Only in Oklahoma: Aunt Chick’s husband didn’t bank on column
When one of the Tulsa World’s most popular columns began in 1935, the author didn’t tell her husband about it — until after he read her first column in the newspaper.
“That crazy woman will start a run on the bank if people think she has to work!” Sam McBirney shouted as he jumped up from the breakfast table and headed upstairs to confront his wife. The “World’s Kitchen Log” column hadn’t used her full name — just Aunt Chick — but most knew Aunt Chick was Nettie McBirney, the banker’s wife. It was 1935 and the nation was in the midst of the Depression.
McBirney was vice president of the National Bank of Commerce that his family founded about 1908. Aunt Chick’s column taught a lot of people a lot about cooking: how to make good pie crusts, how to keep pie dough from sticking to rolling pins, how to keep the bottom crusts of fruit pies from being soggy and how to keep meringue from weeping. But McBirney’s fears were unfounded — it didn’t start a run on the McBirney bank. Aunt Chick had graduated from Stout Institute in Menomonie, Wis., a school that taught only home economics, and she came to Claremore in 1909 to teach that subject. Two years later, she became supervisor of home economics at Muskogee schools. She came to Tulsa in 1916 as the wife of McBirney, who was the coach of the University of Tulsa football team.

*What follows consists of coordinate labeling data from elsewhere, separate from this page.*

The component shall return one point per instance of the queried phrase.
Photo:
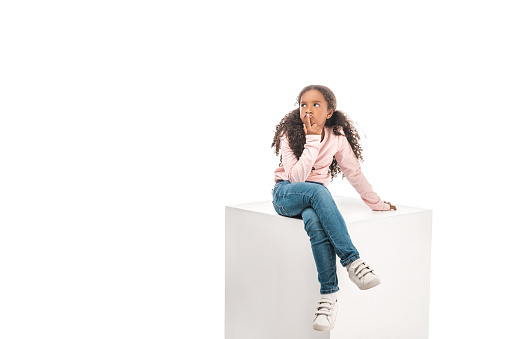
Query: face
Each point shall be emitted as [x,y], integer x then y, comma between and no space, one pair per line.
[313,103]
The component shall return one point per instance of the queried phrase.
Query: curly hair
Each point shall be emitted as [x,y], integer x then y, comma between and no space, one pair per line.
[292,126]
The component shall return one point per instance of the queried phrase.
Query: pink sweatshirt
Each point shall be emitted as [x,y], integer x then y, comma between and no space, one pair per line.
[317,157]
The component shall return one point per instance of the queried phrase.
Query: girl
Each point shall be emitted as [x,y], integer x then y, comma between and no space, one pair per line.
[317,142]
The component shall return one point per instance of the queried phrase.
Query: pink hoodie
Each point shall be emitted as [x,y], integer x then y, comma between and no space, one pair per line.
[317,157]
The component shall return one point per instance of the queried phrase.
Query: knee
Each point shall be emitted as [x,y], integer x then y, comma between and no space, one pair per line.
[311,220]
[320,192]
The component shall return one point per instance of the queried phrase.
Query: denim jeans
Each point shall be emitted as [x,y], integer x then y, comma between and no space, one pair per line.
[312,202]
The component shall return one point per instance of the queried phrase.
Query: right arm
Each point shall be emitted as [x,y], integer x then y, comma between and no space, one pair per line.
[298,170]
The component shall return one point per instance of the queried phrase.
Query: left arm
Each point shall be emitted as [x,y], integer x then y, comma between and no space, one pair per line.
[350,166]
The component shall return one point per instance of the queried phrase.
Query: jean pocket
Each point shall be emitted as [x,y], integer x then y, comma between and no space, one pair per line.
[280,210]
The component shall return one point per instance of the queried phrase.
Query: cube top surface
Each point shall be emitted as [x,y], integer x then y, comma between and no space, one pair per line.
[352,209]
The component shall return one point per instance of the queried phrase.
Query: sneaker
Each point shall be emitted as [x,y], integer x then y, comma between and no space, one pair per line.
[325,315]
[362,275]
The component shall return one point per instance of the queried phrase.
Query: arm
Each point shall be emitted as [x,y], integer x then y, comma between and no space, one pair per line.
[298,170]
[350,166]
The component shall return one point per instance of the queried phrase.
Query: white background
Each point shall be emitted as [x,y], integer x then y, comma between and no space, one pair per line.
[127,126]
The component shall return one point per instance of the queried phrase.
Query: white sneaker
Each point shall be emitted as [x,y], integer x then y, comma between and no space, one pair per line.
[325,315]
[362,275]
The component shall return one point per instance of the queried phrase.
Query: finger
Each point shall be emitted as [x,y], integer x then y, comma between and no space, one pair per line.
[306,120]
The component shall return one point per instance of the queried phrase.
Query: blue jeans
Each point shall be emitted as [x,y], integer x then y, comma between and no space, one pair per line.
[312,202]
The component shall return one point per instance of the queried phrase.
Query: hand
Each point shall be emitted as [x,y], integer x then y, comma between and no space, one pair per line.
[310,129]
[392,207]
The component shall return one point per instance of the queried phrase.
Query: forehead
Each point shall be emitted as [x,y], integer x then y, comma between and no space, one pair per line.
[312,95]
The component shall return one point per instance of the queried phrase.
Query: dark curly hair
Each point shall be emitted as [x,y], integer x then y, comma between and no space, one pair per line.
[292,126]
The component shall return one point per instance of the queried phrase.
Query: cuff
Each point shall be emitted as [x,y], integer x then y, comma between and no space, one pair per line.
[378,206]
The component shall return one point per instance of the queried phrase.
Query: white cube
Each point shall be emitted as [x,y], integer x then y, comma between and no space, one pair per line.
[271,278]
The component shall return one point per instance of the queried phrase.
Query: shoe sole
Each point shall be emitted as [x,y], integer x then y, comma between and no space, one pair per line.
[322,327]
[371,284]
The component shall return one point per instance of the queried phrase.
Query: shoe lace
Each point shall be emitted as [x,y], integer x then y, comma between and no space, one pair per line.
[324,307]
[362,269]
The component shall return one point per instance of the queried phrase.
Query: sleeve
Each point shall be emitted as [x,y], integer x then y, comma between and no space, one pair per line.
[298,170]
[350,166]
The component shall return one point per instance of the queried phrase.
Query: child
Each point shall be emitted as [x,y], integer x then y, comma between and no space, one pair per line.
[317,142]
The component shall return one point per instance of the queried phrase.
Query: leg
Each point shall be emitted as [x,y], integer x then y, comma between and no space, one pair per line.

While writing her Kitchen Log column for the next 20 years, Aunt Chick also found time to write several cookbooks, most of which dealt with pies and other desserts. She also invented a pastry canvas and a cookie cutter that is still in demand. She began demonstrating cooking methods, first at Vandever’s Department Store, and later at other stores in Tulsa and in many other parts of the country. And learned a lot about cooking in the process. The women themselves developed the demonstrations with their questions, and she listened to everyone wherever she went but didn’t take anyone’s word for their recipes.
In a 1973 interview, Aunt Chick recalled meeting a woman who claimed her recipe for lemon pie was the best there was. “I took the recipe and tried it and agreed,” she said. At one of the demonstrations, she mentioned that everyone had trouble with weeping meringues — but a young woman in the audience told her she didn’t have any trouble. Aunt Chick had suggested that the pies should be baked in an oven with a temperature no higher than 325 degrees. But the young woman said she didn’t have a thermometer and never knew the temperature of her oven. She added that she couldn’t even shut the door on her oven. That was the answer to the meringue problem. “I’d stumbled onto the secret — no more weepy meringues — just leave the door open about an inch and it’ll work like magic,” she said. Aunt Chick’s first inventions were the pastry canvas, treated with a chemical, and a rolling-pin cover that prevented noodles, cookies, and pie crusts from sticking.
She later developed a heavy steel pie pan and the “Crispy Crust” pie pan that promised perfect bottom crusts on pies. Although she also developed several other kitchen gadgets, the item for which she was most famous was the device now known as Gramma’s Cutter, designed to help the cookie dough slide out of the forms. They are still available. Aunt Chick included a recipe and some sage advice in every cookie-cutter box: such as “If you don’t follow directions, Heaven help you.” or “Don’t have a neighbor show you how to do these, because you must follow these instructions.”
When Aunt Chick moved into a retirement home in 1973, she donated her collection of about 1,000 cookbooks to the Tulsa City-County Library. She had been collecting the books since 1913. Moving into a retirement home didn’t stop her cooking demonstrations; it just changed the venue. She presented her demonstrations to other residents of the center, where she died in 1982. Aunt Chick once told a World reporter that when she decided she wanted to begin writing a cooking column, she approached World Editor N.G. Henthorne offered to pay her $15 a week for the column that appeared Tuesday through Friday on the newspaper’s society page and on Saturday in a food shopping guide. She accepted. But, she added, “I would have written about good cooking for free.”